Developmental activities, largely being carried out in the coastal region and the delta area, may have impacts upon long term survival of dolphins, causing them to become even more threatened.
We should not shrug off these threats that may one day wipe off the population of Irrawaddy dolphins from our waters. For instance, this species has been regarded as ‘functionally extinct’ in Laos. Our dolphins could receive the same fate like the ones in Laos if no holistic conservation action is taken.
From the results of the WWF-Malaysia’s rapid survey, the Rajang delta is regarded as one of the key habitats for wildlife, including dolphins, and deserves long term conservation attention. The area provides invaluable ecosystem services for human and wildlife. The delta is also home to protected species under the Sarawak Wild Life Protection Ordinance 1998 such as proboscis monkeys, silvered langurs, lesser adjutant storks, raptors, hornbills and migratory birds.
Such a high concentration of wildlife species indicate that the delta is an important habitat that warrant proper management and conservation attention. If developed properly, the variety of species here can be the stars of ecotourism activities at the delta. The local communities can provide boat services and serve as local guides, both serving as sources of additional income.
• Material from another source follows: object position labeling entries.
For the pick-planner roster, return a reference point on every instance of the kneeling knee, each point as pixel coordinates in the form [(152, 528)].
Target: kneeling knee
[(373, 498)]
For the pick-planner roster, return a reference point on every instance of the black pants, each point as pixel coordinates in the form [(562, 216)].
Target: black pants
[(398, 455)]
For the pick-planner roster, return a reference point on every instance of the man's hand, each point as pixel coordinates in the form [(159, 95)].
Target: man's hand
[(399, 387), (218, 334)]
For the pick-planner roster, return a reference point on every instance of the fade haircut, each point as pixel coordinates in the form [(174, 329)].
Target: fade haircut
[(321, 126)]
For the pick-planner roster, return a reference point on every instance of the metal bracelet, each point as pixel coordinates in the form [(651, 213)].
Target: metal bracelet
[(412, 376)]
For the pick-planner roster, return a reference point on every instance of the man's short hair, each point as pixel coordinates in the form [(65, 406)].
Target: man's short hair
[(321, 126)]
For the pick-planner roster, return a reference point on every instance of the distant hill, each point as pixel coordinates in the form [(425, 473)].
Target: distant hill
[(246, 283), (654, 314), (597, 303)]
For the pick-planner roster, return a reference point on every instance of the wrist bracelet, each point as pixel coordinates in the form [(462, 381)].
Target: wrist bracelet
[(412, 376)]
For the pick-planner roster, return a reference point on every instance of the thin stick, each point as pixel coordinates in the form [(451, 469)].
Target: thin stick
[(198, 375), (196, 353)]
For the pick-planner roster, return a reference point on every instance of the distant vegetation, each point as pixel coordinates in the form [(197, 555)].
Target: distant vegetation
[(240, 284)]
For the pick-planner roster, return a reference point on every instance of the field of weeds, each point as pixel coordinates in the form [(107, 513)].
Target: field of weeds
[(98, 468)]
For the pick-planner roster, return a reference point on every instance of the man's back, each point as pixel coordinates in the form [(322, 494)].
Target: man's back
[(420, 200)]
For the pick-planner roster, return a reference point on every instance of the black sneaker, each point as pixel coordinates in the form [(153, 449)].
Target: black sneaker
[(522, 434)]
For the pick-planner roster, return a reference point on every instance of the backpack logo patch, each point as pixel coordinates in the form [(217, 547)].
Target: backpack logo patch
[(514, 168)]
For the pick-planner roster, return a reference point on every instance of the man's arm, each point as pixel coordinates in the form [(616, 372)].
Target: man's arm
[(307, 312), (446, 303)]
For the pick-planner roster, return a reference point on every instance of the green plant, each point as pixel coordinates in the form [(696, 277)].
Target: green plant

The benefits that can be derived from conservation of wetlands are abundant. Healthy wetlands also help us cope with extreme weather events, by acting as natural safeguard against disasters. They provide humans with resources to sustain lives. In the advent of development, it is hoped that people and industries present in the delta will come together to help conserve the wetlands, and in any case, develop this important wildlife habitat sustainably.